151 (one hundred [and] fifty-one) is a natural number. It follows 150 and precedes 152.

In mathematics
151 is the 36th prime number, the previous is 149, with which it comprises a twin prime. 151 is also a palindromic prime, a centered decagonal number, and a lucky number.

151 appears in the Padovan sequence, preceded by the terms 65, 86, 114; it is the sum of the first two of these.

151 is a unique prime in base 2, since it is the only prime with period 15 in base 2.

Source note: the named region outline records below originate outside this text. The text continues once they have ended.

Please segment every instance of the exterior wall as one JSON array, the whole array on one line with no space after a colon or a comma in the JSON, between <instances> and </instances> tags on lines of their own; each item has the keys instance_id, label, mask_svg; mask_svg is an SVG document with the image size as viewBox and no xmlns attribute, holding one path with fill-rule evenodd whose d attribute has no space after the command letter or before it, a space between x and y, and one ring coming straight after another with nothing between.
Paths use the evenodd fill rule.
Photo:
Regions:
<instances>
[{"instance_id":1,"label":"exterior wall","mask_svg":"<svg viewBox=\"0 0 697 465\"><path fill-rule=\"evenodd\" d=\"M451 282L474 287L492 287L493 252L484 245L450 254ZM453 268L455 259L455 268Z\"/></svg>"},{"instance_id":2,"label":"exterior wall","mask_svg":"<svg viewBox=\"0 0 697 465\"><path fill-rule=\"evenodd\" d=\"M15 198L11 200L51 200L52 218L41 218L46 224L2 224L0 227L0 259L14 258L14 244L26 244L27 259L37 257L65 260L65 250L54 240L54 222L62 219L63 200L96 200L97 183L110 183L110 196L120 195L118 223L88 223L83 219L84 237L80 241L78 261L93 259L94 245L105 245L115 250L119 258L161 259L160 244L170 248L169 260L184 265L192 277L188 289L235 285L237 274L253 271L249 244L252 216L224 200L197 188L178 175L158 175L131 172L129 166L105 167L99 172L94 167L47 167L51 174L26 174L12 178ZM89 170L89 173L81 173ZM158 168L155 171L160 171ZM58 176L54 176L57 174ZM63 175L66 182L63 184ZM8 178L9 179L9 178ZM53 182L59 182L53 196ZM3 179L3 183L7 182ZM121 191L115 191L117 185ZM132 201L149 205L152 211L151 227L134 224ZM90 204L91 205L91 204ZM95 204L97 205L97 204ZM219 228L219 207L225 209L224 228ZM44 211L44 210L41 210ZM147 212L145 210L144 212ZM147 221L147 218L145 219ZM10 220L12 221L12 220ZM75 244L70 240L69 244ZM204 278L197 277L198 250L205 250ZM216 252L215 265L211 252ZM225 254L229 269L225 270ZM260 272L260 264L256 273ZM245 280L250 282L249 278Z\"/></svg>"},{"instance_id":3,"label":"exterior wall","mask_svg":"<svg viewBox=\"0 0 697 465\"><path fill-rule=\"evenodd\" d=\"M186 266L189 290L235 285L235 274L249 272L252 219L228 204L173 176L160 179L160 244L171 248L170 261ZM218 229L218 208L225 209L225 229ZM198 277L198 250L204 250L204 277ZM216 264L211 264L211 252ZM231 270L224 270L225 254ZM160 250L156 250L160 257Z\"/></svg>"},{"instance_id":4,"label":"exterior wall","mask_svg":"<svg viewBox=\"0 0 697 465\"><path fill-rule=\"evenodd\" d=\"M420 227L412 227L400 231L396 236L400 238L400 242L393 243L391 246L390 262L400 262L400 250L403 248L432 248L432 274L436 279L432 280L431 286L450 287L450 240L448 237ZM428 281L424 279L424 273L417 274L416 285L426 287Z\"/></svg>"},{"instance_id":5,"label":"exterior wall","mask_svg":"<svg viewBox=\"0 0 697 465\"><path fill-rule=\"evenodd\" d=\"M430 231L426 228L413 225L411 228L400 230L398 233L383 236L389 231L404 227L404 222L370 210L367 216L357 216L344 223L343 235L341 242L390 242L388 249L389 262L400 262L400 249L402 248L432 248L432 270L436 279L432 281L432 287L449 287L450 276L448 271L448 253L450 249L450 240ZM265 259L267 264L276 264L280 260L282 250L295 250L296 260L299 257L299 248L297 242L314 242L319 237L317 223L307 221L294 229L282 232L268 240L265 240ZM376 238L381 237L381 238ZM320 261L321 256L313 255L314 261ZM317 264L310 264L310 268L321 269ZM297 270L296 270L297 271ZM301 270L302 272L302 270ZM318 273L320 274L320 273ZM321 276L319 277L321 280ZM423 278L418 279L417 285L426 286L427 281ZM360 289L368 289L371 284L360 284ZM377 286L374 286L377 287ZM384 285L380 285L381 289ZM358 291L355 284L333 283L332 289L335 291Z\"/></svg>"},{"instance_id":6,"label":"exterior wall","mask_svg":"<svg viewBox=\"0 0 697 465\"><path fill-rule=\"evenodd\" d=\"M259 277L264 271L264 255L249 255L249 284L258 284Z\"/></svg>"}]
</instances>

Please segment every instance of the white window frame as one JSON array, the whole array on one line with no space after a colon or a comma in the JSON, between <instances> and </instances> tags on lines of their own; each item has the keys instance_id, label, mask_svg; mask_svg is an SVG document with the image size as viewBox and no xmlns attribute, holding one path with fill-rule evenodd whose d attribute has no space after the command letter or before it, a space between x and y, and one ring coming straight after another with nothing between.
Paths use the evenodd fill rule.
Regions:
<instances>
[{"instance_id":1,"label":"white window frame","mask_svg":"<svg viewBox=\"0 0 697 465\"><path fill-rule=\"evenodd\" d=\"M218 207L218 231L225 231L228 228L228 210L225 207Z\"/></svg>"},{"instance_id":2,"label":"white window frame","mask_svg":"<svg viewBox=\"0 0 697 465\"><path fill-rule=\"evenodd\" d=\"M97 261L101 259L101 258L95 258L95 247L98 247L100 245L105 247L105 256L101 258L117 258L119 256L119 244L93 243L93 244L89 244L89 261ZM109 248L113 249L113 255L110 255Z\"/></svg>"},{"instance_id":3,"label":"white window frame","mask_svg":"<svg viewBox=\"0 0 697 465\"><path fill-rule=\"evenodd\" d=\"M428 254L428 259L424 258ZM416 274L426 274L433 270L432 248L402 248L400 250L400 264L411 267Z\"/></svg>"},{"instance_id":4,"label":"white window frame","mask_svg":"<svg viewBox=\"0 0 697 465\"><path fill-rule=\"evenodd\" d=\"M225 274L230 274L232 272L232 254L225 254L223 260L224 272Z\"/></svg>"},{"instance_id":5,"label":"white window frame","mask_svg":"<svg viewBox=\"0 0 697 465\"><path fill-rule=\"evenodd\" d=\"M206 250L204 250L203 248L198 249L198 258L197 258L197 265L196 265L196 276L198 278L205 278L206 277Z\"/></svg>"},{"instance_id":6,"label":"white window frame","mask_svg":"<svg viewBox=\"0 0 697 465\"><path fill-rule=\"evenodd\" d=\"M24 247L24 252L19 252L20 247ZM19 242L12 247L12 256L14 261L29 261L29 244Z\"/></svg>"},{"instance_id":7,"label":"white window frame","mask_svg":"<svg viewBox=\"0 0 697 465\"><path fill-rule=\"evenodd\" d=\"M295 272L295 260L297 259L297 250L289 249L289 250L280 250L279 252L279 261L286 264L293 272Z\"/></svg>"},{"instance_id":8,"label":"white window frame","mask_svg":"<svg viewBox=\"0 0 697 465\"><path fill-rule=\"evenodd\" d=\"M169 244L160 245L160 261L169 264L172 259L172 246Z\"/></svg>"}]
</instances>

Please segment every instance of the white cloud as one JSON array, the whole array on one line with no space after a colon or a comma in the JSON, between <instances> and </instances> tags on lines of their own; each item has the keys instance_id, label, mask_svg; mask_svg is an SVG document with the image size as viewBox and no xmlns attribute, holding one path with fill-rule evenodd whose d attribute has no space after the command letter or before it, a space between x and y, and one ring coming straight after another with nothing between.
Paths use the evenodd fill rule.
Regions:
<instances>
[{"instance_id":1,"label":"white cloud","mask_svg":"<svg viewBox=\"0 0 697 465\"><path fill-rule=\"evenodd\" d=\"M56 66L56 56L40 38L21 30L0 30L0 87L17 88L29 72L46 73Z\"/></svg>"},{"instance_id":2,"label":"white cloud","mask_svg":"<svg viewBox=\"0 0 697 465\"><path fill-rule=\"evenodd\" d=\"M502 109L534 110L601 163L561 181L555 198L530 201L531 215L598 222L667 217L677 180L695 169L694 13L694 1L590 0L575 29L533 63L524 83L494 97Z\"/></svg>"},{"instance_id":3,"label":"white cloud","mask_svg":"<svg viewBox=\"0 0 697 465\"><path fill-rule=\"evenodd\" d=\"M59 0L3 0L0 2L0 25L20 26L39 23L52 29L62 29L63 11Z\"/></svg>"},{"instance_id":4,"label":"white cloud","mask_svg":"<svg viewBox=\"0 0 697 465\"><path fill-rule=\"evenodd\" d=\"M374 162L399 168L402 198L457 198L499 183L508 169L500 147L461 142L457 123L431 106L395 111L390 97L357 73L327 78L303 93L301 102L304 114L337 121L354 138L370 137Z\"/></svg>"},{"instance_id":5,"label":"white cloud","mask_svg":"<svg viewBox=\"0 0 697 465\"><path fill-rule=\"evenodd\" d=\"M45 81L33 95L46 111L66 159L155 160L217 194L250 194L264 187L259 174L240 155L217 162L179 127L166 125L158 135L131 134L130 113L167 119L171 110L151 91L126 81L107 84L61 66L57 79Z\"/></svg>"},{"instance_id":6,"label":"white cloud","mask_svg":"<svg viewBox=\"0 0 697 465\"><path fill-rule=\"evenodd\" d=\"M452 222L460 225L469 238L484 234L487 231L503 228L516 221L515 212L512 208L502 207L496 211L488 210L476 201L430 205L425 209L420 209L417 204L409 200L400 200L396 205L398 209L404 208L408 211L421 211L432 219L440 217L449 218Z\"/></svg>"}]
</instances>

151 is the number of uniform paracompact honeycombs with infinite facets and vertex figures in the third dimension, which stem from 23 different Coxeter groups. Split into two whole numbers, 151 is the sum of 75 and 76, both relevant numbers in Euclidean and hyperbolic 3-space:
75 is the total number of non-prismatic uniform polyhedra, which incorporate regular polyhedra, semiregular polyhedra, and star polyhedra, 
75 uniform compound polyhedra, inclusive of seven types of families of prisms and antiprisms,
 76 is the number of unique uniform compact hyperbolic honeycombs that are solely generated from Wythoff constructions.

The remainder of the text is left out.